A new study explains how muscle activity benefits the whole body.
Studies have shown that exercising not only promotes burning fat but also benefits the mind.
Even before science understood why, carrying out physical activity was already considered useful in reducing depressive symptoms for some people.
In 2014, for the first time, a group of researchers from the Karolinska Institutet described exactly how exercise might benefit the brain.
The Swedish team showed that when muscles were put to work during exercise, they produced an enzyme that broke down kynurenine – a compound that is present at higher levels in people with depression and other mental disorders.
The enzyme produced by muscle converts kynurenine into kynurenic acid, which cannot cross the blood-brain barrier. In this way, the brain is protected from certain stress-induced changes that are thought to occur in depression.
Effectively, the muscles clear the blood of this compound, preventing its negative consequences in the brain.
Examining kynurenine in more detail
This week, the same team of scientists mentioned above release their findings from the latest study to probe this mechanism; the results are published in the journal Cell Metabolism.
In their latest study, they delve deeper into this relationship and examine how kynurenine benefits more than just the brain; its impact is wide-ranging. The project was lead by Jorge Ruas, from the Department of Physiology and Pharmacology at the Karolinska Institutet.

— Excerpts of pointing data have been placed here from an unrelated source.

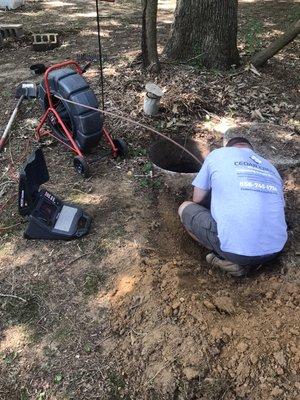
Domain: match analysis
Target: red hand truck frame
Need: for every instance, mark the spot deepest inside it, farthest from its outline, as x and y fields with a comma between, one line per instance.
x=70, y=143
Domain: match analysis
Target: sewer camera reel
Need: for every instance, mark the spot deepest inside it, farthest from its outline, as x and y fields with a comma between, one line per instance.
x=78, y=128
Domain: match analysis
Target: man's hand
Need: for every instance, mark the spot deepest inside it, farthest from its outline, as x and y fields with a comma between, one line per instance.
x=199, y=195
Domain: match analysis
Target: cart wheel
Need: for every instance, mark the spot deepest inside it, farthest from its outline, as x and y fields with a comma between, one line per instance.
x=81, y=166
x=121, y=146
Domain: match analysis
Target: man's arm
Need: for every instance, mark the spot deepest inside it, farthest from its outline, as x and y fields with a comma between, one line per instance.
x=199, y=195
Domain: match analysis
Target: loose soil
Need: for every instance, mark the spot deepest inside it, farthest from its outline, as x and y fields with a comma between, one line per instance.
x=133, y=311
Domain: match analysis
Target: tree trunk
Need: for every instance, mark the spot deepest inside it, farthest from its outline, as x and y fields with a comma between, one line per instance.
x=206, y=30
x=261, y=57
x=149, y=35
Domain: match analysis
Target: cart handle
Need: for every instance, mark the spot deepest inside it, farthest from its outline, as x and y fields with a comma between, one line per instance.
x=58, y=66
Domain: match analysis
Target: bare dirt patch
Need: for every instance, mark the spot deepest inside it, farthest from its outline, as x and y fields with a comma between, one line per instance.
x=132, y=311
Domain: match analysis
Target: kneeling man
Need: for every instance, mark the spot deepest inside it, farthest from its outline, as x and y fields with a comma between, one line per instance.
x=243, y=223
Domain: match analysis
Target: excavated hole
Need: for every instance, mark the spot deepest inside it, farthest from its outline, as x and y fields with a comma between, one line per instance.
x=168, y=157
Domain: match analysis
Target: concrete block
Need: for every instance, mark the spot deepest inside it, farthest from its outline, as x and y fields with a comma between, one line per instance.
x=11, y=4
x=45, y=41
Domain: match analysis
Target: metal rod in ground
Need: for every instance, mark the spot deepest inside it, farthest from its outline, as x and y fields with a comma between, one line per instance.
x=100, y=54
x=131, y=121
x=10, y=122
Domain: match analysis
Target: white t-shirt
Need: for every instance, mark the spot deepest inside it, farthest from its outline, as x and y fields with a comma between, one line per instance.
x=247, y=201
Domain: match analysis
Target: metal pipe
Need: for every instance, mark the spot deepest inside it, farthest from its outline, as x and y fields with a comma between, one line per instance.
x=135, y=123
x=10, y=122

They demonstrate that the previously outlined relationship goes both ways, explaining that the same reduction in kynurenine that helps reduce depression also boosts fat metabolism and the anti-inflammatory response.
10 minutes of exercise enough to boost brain
Just 10 minutes of activity can give the brain a brief upgrade, improving performance in mental tasks.
For the study, the team fed rats a high-fat diet that increased their blood sugar levels and made them overweight. Then, they gave the mice a daily injection of kynurenic acid, the breakdown product of kynurenine. The mice treated with kynurenic acid continued to be fed the high-fat diet.
Despite no change in caloric intake, the mice stopped putting on weight and their glucose tolerance — a marker for metabolic disorders — improved.